And The Sea Called Her Name

“You need it more than I do.”


She smiled. “I’ve had such a craving for seafood lately. Could you start bringing more home?”

“It’s the one thing I can do well, I guess,” I said. “No one else seems to want to hire me.”

She touched my hand. “It’ll happen when it’s time, just like everything else. Until then we’ll be just fine.”

And so throughout the next week I brought her the food she requested. Lobster, shrimp, tuna, cod. Some I caught and others I purchased from the market beside the harbor. Despite the jubilation at our relationship rekindling, a small part of me was growing more and more concerned. It was Del’s requests for how her food was to be cooked. Increasingly she wanted the fish cooked less, the shrimp boiled for only minutes. At times she caught me watching her tear through a limp and slightly slimy cut of fish, and I’m sure she saw a hint of revulsion on my face. I couldn’t always hide it, and she assured me that anything from the sea was perfectly safe to eat even raw. She would shrug and say the cravings must have come late, before popping another jellied piece of seafood into her mouth.

It was a Saturday when I brought the three small squid home for dinner. I’d spent the day in Portland, checking on several applications I’d dropped off and shaking hands with various managers at the businesses, making it a point to introduce myself personally each time. The need to be off of the boat was nearly a physical thing by then. I had even started to get seasick on days that the swells climbed anywhere over five feet. I hadn’t been seasick since my seventh birthday.
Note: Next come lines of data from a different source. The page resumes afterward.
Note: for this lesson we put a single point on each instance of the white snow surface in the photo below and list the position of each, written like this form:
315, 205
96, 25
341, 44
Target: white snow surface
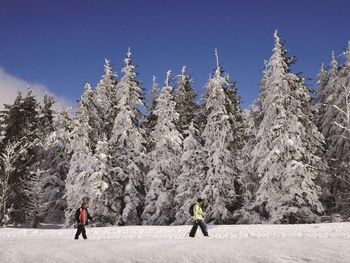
234, 243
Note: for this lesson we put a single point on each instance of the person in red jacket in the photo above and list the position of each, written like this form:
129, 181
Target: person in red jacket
82, 217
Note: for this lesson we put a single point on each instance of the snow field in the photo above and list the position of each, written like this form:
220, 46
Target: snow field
238, 243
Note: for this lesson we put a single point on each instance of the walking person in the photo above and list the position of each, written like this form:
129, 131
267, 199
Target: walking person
198, 218
82, 217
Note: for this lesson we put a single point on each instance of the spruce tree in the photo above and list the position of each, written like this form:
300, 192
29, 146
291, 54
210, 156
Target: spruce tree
185, 96
192, 179
223, 139
165, 161
21, 124
105, 100
127, 144
79, 167
338, 139
53, 168
286, 156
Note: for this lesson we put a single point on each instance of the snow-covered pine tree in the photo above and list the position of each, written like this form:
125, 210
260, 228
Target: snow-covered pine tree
127, 144
223, 139
192, 179
326, 96
53, 168
46, 116
165, 165
8, 159
98, 185
79, 168
33, 192
105, 100
287, 154
339, 137
21, 124
151, 119
95, 120
184, 97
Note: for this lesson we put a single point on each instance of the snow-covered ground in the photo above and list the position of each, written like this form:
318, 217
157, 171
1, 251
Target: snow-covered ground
238, 243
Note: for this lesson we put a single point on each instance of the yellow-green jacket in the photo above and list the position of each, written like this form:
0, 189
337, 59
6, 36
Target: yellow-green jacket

When I got home, Del was doing a load of laundry and humming something to herself. I carried the squid to the kitchen sink in the container the market had provided, the six inches of water inside slopping against the lid. I could see their shapes through the semi-transparent plastic the container was made of, their alien bodies interwoven and claw-like where their short tentacles trailed out. They propelled themselves through the water, bumping against the plastic barrier with soft thuds. Del had asked for them specifically the night before, saying she had such a craving for fresh calamari it wasn’t even funny. I had only cooked squid twice before and wasn’t relishing the thought of dispatching the live creatures with my fillet knife.

I left the container in the sink and returned to the truck to retrieve the last of the groceries. The air was cool and picked at my flannel shirt as well as the tops of the pines that bordered Harold’s yard. As I was pulling the last bag from the truck bed, I heard the old man himself call out to me from his porch. I hadn’t seen him in well over a week and had meant to call his son to see if he had gone on a trip or been hospitalized again by the pneumonia that had afflicted him the prior winter.
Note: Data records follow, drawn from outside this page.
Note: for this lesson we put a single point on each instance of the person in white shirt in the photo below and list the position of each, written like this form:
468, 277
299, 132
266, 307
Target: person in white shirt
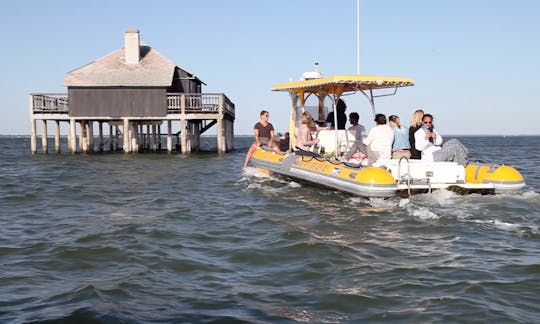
379, 140
360, 133
429, 142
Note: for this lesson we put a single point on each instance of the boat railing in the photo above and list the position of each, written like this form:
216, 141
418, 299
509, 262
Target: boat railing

“Harold, where’ve you been? We were starting to worry about you,” I said as I approached the porch. Harold sat, reclined in one of his chairs, a steaming cup of coffee on the table at his elbow. His white hair, normally in slight disarray, had been trimmed and combed, and I noticed the jacket he wore appeared to be new.

“Went and visited my daughter down in South Carolina. She and her husband were goin’ ta’ come here but they got waylaid by his job. He’s a good man, but a lawyer, so I’m not overly certain he’s completely human.”